On a different subject: one must be careful when using the third equation by rk27.

When the heat capacity is in Btu/(lb*^oF), and when using a non dimensional specific gravity of the fluid, one has to multiply by 8.34 lb/gal (water's density) or, alternatively, express the fluid's density in lb/gal.

Quark: am I right ?

 

[quark]

Yes, you are right as usual. The constant 500 comes from 8.34 lb/gal x 60min/hr.

 

[25362]

To quark, thanks.

As an answer to the old tongue twister:

"If Peter Piper picked a peck of pickled peppers, how many pecks of pickled peppers did Peter Piper pick ?"

This is the subject of units cancellation which I frequently use to check myself.

 

[rk27]

Thank you to everyone for their speedy replys. The main reason for my post was I have a primary-secondary loop. The calculation for the secondary loop , using an ultrasonic meter permanently attached to the piping, is approximately 96 tons. If I apply the same formula to the primary loop, I get 126 tons. I have to guess that the flow is at design conditions in the primary because it was balanced recently, or maybe I should measure the pressure drop myself. My problem is that during the summer the plant brings a second chiller on-line even though the secondary loop is only using 356 gallons and a single 200 ton chiller is capable of producing 461 gallons. Also, I am wondering if the use of tons is becoming antiquated because it really is a reference point under certain conditions, and that the kBtuH can vary significantly when operating off of design conditions.

 

[quark]

RK27,

It is very difficult to assess what is happening without knowing the things in detail. It is better if you do energy audit for this installation.
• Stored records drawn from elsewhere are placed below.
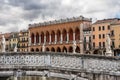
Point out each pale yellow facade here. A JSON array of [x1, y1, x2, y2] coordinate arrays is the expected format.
[[111, 24, 120, 49]]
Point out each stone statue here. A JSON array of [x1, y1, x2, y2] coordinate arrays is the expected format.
[[1, 35, 6, 52], [73, 41, 76, 53], [106, 34, 112, 56], [42, 43, 45, 52], [14, 44, 17, 52]]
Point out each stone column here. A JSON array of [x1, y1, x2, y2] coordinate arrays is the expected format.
[[73, 32, 75, 41], [60, 33, 63, 44], [49, 34, 51, 44], [44, 36, 46, 44], [67, 33, 69, 43], [39, 36, 41, 44], [80, 23, 84, 54], [14, 76, 18, 80], [34, 36, 36, 45], [55, 34, 57, 44], [42, 76, 46, 80]]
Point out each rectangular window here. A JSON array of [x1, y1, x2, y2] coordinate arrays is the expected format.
[[99, 34, 101, 39], [99, 26, 101, 31], [102, 26, 105, 30]]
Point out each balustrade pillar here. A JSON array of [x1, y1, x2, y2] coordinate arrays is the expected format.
[[60, 33, 63, 43], [67, 33, 69, 43], [49, 34, 51, 44]]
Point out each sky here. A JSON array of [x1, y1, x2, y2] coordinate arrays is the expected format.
[[0, 0, 120, 33]]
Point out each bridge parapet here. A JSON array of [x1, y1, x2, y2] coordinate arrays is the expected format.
[[0, 52, 120, 76]]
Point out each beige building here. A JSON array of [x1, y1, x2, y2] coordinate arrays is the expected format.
[[9, 32, 18, 51], [92, 18, 119, 55], [111, 21, 120, 56], [18, 30, 28, 52]]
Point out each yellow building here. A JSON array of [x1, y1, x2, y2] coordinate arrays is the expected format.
[[18, 30, 28, 52], [92, 18, 119, 55], [111, 21, 120, 55], [9, 32, 18, 51]]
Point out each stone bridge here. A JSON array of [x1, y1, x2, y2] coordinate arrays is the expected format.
[[0, 52, 120, 80]]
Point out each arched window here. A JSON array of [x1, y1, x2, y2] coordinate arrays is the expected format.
[[57, 47, 61, 52], [31, 48, 34, 52], [63, 29, 67, 41], [36, 33, 39, 43], [75, 28, 80, 40], [51, 47, 55, 52], [57, 30, 61, 42], [51, 31, 55, 42], [69, 29, 73, 41], [41, 32, 44, 43], [69, 46, 73, 53], [46, 31, 50, 42], [31, 33, 34, 43]]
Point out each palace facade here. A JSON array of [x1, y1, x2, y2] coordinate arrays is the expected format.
[[29, 16, 91, 53]]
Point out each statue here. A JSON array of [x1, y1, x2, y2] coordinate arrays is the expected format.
[[1, 35, 6, 52], [106, 34, 112, 56], [42, 43, 45, 52], [14, 45, 17, 52], [73, 41, 76, 53]]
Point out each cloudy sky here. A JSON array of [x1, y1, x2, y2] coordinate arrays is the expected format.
[[0, 0, 120, 33]]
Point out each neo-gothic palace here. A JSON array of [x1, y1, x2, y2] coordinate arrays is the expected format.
[[29, 16, 91, 53]]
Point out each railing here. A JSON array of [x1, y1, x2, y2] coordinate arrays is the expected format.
[[0, 52, 120, 75]]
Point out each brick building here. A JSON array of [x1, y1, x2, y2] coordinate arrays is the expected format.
[[29, 16, 91, 53]]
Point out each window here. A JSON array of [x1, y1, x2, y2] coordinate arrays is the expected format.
[[102, 26, 105, 30], [93, 35, 95, 39], [108, 25, 110, 30], [103, 42, 105, 47], [99, 42, 101, 47], [99, 34, 101, 39], [103, 34, 105, 38], [99, 26, 101, 31], [111, 30, 114, 36], [93, 42, 95, 47], [93, 27, 95, 31]]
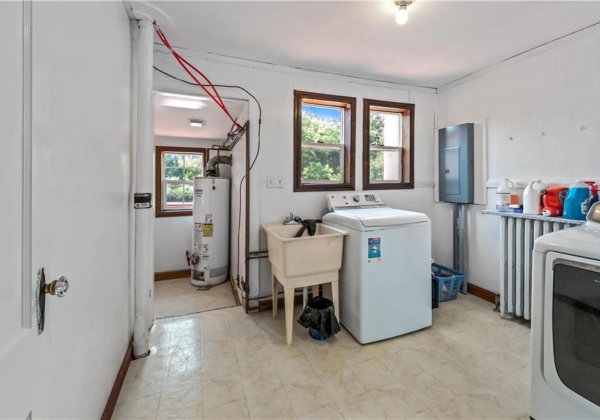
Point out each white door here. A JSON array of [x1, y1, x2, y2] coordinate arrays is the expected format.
[[0, 2, 37, 419], [0, 1, 133, 419]]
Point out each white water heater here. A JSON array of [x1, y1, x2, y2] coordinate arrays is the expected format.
[[192, 177, 230, 286]]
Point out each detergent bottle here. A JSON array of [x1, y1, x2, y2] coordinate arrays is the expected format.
[[496, 178, 515, 212], [541, 186, 569, 217], [563, 180, 590, 220], [523, 179, 546, 214], [581, 181, 598, 214]]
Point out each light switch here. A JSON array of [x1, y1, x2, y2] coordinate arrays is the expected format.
[[267, 175, 283, 188]]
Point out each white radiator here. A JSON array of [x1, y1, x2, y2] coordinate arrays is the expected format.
[[496, 212, 584, 319]]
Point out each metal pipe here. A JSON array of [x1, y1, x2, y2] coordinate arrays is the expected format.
[[133, 19, 154, 358], [206, 155, 231, 176]]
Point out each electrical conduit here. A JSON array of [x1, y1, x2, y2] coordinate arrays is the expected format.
[[133, 19, 154, 358]]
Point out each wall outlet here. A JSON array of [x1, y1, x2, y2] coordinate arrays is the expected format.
[[267, 175, 283, 188]]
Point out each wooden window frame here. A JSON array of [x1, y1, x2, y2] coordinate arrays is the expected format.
[[154, 146, 209, 217], [294, 90, 356, 192], [362, 99, 415, 190]]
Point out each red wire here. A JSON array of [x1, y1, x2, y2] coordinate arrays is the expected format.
[[154, 22, 242, 134]]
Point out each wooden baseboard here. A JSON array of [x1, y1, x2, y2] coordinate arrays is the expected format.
[[467, 283, 496, 303], [154, 268, 191, 281], [101, 337, 133, 420]]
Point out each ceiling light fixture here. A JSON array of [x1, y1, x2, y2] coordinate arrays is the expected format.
[[156, 92, 208, 109], [190, 120, 206, 127], [394, 0, 413, 25]]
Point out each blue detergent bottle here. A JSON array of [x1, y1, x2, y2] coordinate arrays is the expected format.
[[563, 180, 590, 220]]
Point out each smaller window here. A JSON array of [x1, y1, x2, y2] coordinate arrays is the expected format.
[[155, 146, 206, 217], [363, 99, 415, 190], [294, 91, 356, 191]]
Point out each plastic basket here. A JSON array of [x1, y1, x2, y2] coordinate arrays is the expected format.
[[431, 263, 465, 302]]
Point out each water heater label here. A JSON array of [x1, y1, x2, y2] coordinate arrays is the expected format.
[[368, 238, 381, 262]]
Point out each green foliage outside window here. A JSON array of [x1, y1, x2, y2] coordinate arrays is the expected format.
[[302, 111, 343, 181], [164, 154, 203, 204], [369, 112, 384, 181]]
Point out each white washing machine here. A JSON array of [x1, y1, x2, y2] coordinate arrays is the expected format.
[[323, 192, 431, 344], [529, 203, 600, 420]]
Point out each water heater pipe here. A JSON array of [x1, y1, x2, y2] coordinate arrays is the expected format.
[[133, 19, 154, 358], [206, 155, 231, 176]]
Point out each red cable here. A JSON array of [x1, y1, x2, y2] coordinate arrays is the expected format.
[[154, 22, 242, 134]]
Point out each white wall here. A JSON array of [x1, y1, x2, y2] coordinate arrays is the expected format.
[[438, 28, 600, 292], [154, 136, 231, 273], [155, 47, 452, 306], [29, 2, 133, 418]]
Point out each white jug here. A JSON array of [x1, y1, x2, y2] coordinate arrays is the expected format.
[[496, 178, 515, 211], [523, 179, 548, 214]]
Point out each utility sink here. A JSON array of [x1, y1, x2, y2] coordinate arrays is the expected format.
[[263, 223, 348, 278], [263, 223, 348, 345]]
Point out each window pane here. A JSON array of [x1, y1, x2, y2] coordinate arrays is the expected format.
[[185, 155, 203, 181], [165, 168, 183, 180], [369, 111, 402, 147], [369, 150, 402, 181], [301, 147, 343, 181], [167, 183, 187, 207], [164, 153, 183, 168], [302, 105, 344, 144], [183, 184, 194, 205]]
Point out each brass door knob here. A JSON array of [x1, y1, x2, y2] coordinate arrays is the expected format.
[[44, 276, 69, 297]]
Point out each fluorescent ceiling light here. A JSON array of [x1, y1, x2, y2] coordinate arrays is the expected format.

Here is a good article(also check two other articles by the same author)(Courtesy - imok2)

http://www.automatedbuildings.com/news/apr02/art/htmn/htmn.htm

We can be helpful if you have any specific questions.

25362,

Can you please explain the method?

Regards,

 

[25362]

Quark:

The method of what ? Units' cancellation ?

 

[quark]

Yes, unit cancellation and the tongue twister.

 

[25362]

Quark: there is nothing to it really. I mentioned the old twister to remind that plenty of arithmetical problems sound like it. The puzzle of deciding what to do with the numbers given in the above query is easily solved by using the technique of unit cancellation.

To return to Peter Piper for an illustration, suppose he steadily picks 3/8 of a peck of pickled peppers in an hour, how much will he have picked in two-thirds of an hour ?

The answer is obtained by multiplying:

3/8 peck/hour x 2/3 hour . Hour cancels out, giving the answer: 1/4 peck.

Another common, almost trivial, example. What mass of water forms when 8 g of methane burn in air ?

Stoichiometry gives us:

CH₄ + 2O₂ => CO₂ + 2H₂O​

Knowing the molecular masses for methane (m) and water (w), are 16 and 18, respectively.

We write the multiplication so as to cancel the units:

18 g w/mol w x 2 mol w/mol m x mol m/16 g m x 8 g m = 18 g w

Rk27 wrote:

(gal/min)(^oF)[Btu/(lb.^oF)](min/h)(TR.h/Btu) = (TR) (gal/lb), meaning that lb/gal is missing to complete the cancellation.

It is clear you expected a more sophisticated presentation, but this is what I could show. Sorry.